Sjögren K, Engdahl C, Henning P, Lerner UH, Tremaroli V, Lagerquist MK, Bäckhed F, Ohlsson C.
J Bone Miner Res. 2012 Jun;27(6):1357-67. doi: 10.1002/jbmr.1588.

The gut microbiota modulates host metabolism and development of immune status. Here we show that the gut microbiota is also a major regulator of bone mass in mice. Germ-free (GF) mice exhibit increased bone mass associated with reduced number of osteoclasts per bone surface compared with conventionally raised (CONV-R) mice. Colonization of GF mice with a normal gut microbiota normalizes bone mass. Furthermore, GF mice have decreased frequency of CD4(+) T cells and CD11b(+) /GR 1 osteoclast precursor cells in bone marrow, which could be normalized by colonization. GF mice exhibited reduced expression of inflammatory cytokines in bone and bone marrow compared with CONV-R mice. In summary, the gut microbiota regulates bone mass in mice, and we provide evidence for a mechanism involving altered immune status in bone and thereby affected osteoclast-mediated bone resorption. Further studies are required to evaluate the gut microbiota as a novel therapeutic target for osteoporosis."
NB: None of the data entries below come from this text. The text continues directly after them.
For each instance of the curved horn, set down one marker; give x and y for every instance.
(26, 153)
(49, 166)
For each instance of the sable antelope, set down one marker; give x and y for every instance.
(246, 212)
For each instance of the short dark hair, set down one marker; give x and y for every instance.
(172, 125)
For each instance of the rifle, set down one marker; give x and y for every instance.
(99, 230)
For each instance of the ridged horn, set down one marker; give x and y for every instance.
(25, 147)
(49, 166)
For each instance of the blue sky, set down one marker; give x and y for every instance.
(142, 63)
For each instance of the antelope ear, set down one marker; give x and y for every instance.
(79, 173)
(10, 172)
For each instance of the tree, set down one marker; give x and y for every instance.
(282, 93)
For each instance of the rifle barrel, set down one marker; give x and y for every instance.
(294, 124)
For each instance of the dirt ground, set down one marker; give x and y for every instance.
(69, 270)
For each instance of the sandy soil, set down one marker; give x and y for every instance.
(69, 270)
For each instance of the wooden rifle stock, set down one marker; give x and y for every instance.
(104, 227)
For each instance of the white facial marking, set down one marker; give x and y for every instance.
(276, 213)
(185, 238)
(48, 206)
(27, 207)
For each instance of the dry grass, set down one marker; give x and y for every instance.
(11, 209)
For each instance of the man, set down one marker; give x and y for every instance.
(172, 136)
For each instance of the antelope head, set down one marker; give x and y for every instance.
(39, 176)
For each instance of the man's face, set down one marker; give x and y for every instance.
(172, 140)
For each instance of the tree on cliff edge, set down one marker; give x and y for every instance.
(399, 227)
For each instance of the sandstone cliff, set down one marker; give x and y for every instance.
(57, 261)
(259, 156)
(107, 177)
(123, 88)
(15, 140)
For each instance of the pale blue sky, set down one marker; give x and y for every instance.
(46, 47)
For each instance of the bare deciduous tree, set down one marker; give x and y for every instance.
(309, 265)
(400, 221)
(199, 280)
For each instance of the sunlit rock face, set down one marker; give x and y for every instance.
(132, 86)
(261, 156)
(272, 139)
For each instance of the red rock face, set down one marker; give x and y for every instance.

[18] Evidence type: review of experiments and hypotheses

Parvez S, Malik KA, Ah Kang S, Kim HY.
J Appl Microbiol. 2006 Jun;100(6):1171-85.

(emphasis ours)
Probiotics are usually defined as microbial food supplements with beneficial effects on the consumers. Most probiotics fall into the group of organisms’ known as lactic acid-producing bacteria and are normally consumed in the form of yogurt, fermented milks or other fermented foods. Some of the beneficial effect of lactic acid bacteria consumption include: (i) improving intestinal tract health; (ii) enhancing the immune system, synthesizing and enhancing the bioavailability of nutrients; (iii) reducing symptoms of lactose intolerance, decreasing the prevalence of allergy in susceptible individuals; and (iv) reducing risk of certain cancers. The mechanisms by which probiotics exert their effects are largely unknown, but may involve modifying gut pH, antagonizing pathogens through production of antimicrobial compounds, competing for pathogen binding and receptor sites as well as for available nutrients and growth factors, stimulating immunomodulatory cells, and producing lactase. Selection criteria, efficacy, food and supplement sources and safety issues around probiotics are reviewed. Recent scientific investigation has supported the important role of probiotics as a part of a healthy diet for human as well as for animals and may be an avenue to provide a safe, cost effective, and ‘natural’ approach that adds a barrier against microbial infection. This paper presents a review of probiotics in health maintenance and disease prevention."